Camouflaged Standard Cell
Gate-level camouflaging techniques rely on using camouflaged standard cells in the fabricated integrated circuits. The camouflaged standard cells are designed as independent standard cells in the technology library. Mostly, the camouflaged cells are used to introduce dummy functionalities. During technology mapping in the design flow, the original functionality of the circuit is camouflaged by partially mapping the circuit with the camouflaged standard cells. These camouflaged cells are designed by changing the layout of the cell with dummy contacts [9] , or by changing doping of the transistors [10] . With such camouflaged cells, designing circuits with constant inputs camouflaged becomes possible. For example, a 2-NAND is proposed to implement camouflaged constant one/zero by modifying the doping of different transistors [11] . A variant of dopant-programmable cells is to build components in a dual-Vt process technology such that inferring the correct component functions would require identification of which devices use high and low thresholds [12] . To minimize cost, it is often desirable to protect a circuit by camouflaging only a small subset of the gates [13] . However, in emerging technologies, it can be more difficult to infer function from structure [14] , and a reverse engineer may thus need to consider all gates as camouflaged.
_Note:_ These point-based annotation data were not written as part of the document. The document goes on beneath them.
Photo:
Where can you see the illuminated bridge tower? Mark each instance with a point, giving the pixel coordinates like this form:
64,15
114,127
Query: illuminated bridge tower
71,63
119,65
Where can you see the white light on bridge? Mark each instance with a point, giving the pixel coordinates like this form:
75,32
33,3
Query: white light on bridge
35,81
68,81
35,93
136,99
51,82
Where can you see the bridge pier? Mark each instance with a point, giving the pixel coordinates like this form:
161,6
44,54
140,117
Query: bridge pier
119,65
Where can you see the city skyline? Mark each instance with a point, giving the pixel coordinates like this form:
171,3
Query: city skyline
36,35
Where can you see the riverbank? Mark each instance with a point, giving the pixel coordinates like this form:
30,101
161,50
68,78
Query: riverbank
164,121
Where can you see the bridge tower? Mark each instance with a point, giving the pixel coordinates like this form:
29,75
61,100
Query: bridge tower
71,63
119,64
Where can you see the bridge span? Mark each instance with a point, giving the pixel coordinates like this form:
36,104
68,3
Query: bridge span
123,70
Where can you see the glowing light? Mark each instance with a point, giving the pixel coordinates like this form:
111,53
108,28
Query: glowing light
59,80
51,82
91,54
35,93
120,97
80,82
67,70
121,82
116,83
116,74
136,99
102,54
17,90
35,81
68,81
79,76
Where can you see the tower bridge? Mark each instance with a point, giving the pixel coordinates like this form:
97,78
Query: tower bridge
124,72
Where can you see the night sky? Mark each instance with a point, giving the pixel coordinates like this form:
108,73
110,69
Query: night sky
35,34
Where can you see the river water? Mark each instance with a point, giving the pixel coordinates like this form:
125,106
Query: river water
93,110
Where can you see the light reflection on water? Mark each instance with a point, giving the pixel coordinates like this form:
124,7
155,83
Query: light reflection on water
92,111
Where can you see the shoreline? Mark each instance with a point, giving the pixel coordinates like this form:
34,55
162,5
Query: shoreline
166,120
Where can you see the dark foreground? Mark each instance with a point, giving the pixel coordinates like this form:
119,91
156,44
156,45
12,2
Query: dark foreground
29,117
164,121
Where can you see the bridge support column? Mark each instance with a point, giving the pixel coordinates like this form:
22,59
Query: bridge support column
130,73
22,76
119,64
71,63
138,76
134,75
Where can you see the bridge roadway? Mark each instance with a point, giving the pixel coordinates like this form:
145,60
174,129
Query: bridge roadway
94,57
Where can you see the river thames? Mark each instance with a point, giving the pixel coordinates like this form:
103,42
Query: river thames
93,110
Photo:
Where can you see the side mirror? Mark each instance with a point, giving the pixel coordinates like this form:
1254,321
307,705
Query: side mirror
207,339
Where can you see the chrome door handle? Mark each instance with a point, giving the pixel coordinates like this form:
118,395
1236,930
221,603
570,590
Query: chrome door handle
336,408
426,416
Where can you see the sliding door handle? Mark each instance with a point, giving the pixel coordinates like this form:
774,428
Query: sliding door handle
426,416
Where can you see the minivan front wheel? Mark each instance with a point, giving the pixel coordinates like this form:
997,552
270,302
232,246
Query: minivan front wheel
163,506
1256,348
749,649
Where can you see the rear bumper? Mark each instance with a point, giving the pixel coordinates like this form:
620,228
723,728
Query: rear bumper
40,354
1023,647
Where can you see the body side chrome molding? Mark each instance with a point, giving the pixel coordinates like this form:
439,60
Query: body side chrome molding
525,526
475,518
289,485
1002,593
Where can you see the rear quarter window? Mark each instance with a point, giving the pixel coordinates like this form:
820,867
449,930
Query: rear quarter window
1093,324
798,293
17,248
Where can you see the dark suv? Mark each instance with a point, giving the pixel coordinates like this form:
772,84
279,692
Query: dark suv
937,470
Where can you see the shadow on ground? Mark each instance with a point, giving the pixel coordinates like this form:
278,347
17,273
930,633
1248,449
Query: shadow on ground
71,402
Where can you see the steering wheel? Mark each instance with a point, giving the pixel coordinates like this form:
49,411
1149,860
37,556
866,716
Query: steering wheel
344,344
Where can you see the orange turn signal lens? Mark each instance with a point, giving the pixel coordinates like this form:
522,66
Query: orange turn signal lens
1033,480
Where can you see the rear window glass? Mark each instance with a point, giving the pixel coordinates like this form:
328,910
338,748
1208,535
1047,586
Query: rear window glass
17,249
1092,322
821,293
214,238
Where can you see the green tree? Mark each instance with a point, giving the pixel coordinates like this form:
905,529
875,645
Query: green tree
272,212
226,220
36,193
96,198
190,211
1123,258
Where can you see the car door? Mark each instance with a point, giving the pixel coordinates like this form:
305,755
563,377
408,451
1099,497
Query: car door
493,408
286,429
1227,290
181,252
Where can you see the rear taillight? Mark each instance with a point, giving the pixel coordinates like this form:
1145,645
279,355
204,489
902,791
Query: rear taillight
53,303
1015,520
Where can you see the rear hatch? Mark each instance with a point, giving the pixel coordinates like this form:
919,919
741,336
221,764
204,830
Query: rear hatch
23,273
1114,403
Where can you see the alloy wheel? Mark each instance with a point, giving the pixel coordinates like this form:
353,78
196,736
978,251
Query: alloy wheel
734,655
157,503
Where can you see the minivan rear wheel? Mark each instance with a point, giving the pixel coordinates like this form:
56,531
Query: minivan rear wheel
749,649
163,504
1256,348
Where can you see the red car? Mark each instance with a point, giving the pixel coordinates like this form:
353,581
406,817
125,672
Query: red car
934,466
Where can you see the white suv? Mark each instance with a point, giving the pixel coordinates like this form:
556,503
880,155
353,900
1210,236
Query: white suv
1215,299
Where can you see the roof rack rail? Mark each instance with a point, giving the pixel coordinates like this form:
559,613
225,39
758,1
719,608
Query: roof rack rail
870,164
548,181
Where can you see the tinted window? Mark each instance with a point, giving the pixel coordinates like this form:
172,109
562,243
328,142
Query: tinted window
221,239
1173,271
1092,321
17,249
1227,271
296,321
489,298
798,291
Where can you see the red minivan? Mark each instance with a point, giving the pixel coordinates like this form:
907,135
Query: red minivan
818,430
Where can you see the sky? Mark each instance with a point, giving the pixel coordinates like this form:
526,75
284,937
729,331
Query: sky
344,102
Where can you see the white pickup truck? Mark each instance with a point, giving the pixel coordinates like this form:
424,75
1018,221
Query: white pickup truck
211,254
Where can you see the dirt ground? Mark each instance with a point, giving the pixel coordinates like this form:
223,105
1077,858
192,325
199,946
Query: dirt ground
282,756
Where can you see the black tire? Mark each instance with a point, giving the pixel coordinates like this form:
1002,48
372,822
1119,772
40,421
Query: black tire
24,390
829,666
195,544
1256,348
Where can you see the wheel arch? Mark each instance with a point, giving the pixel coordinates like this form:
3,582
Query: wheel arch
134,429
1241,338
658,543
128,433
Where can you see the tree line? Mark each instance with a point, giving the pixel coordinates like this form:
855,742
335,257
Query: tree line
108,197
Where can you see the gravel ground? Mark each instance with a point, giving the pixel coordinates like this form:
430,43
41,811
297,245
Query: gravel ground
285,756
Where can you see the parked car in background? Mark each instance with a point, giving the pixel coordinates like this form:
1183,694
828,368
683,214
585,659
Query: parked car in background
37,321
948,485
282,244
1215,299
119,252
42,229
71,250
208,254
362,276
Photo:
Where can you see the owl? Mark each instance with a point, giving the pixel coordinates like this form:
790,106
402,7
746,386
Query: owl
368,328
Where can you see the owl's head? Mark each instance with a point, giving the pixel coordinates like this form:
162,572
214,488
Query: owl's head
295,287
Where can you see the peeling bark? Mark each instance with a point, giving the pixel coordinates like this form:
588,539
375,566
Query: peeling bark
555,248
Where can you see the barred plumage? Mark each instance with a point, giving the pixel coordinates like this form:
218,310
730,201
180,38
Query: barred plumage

An overview of physical mechanisms for obfuscation is given by Vijayakumar et al. [15] . In this work, the switches P shown in Figure 2 are mapped with such camouflaged standard cells.
Attacker Model
The attacher model in this work is similar to the attacker model for reverse engineering circuits with camouflaged gates, which is firstly given by Rajendran [16] . The logic function implemented by a camouflaged circuit should remain hard to discover when the attacker has knowledge of all non-camouflaged gates and can apply inputs to the circuit and observe outputs. Techniques from oracle-guided synthesis [17] have recently been used in SAT-based attacks to reverse engineer gate camouflaging [18] and logic encryption [19] , and improved with incremental SAT solving [20] and approximate deobfuscation by relaxing the conjunctions of SAT formulas [21] . With the knowledge of capabilities and limitations of oracle-guided SAT-based attacks, there are several countermeasure techniques developed, such as introducing AND-tree [22] , protecting the minterms of the specification [23] , introducing dummy combinational loops [24] , etc. Moreover, formal verification technique based on computer algebraic methods [25, 26] is shown to be able to reverse engineer the irreducible polynomials while the GF circuit is considered as a black box and the encodings of primary inputs and outputs are unknown [27] .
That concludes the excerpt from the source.